Test effectué à partir d'une version PC

Mina the Hollower commence presque comme une évidence. Une héroïne minuscule, une île maudite, des générateurs à rallumer, une pluie de monstres et ce sentiment très agréable que Yacht Club Games n’a pas voulu refaire Shovel Knight avec une souris. Disponible depuis le 29 mai 2026, le jeu est signé et édité par le studio lui-même, avec une sortie pensée large, PC, Switch, Switch 2, PS5 et Xbox Series X/S, ce qui lui donne déjà des airs de petit événement indé.


Le principe tient pourtant en quelques boutons. Mina saute, frappe, esquive, explore et surtout creuse. Cette capacité à plonger dans le sol puis à ressortir en bondissant aurait pu n’être qu’un gimmick sympathique, du genre mécanique à bande-annonce. Mais elle devient très vite le cœur du jeu. On l’utilise pour franchir un trou, éviter une attaque, chercher un coffre, passer sous un danger ou simplement gagner ce dixième de seconde pour esquiver l’attaque mortelle d’un boss.

Mina the Hollower

Ce n’est pas toujours gracieux, d’ailleurs. Mina the Hollower aime faire mal tôt, vite et parfois un peu sèchement.
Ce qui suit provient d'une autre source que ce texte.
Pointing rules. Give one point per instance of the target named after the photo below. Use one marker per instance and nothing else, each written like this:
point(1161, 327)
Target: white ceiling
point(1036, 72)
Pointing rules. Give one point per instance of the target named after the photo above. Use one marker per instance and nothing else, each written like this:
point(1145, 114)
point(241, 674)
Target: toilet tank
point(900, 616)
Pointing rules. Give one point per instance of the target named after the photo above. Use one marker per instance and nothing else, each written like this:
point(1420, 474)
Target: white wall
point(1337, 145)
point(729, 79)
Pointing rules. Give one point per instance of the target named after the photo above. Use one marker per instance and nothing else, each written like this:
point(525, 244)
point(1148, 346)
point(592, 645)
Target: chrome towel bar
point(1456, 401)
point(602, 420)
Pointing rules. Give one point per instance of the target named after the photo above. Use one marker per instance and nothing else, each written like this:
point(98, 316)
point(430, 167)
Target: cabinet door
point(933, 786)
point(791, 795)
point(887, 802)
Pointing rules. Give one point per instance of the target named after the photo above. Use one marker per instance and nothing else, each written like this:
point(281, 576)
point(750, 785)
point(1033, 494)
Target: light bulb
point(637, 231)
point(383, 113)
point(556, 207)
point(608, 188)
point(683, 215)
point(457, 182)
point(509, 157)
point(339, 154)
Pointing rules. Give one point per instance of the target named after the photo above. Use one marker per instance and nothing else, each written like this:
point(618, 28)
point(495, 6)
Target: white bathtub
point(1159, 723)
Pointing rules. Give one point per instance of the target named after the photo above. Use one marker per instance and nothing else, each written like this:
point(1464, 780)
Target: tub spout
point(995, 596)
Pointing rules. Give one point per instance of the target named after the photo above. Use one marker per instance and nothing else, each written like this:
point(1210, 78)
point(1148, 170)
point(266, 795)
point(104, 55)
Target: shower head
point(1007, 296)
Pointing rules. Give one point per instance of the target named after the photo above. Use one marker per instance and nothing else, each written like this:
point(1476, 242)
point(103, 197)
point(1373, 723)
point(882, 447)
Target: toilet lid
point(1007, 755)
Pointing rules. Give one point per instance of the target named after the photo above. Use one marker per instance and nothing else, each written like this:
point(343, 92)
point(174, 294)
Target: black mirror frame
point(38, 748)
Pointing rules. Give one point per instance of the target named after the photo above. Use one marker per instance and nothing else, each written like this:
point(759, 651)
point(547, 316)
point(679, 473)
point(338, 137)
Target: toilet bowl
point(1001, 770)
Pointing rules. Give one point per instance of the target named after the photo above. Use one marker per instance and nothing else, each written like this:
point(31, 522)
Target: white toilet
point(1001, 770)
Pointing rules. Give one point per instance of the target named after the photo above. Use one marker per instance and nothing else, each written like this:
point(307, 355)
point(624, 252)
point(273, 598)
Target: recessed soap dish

Les premières zones ne laissent pas beaucoup de marge, les ennemis cognent fort, les pièges se mêlent volontiers aux combats et la moindre erreur de placement peut coûter cher. La mort renvoie au dernier point de repos avec les os, cette monnaie d’amélioration, abandonnés au sol. Revenir les récupérer devient alors une petite promenade nerveuse, surtout quand le chemin déjà connu se transforme en immense PTSD où rode l’ombre d’un certain Hidetaka Miyazaki.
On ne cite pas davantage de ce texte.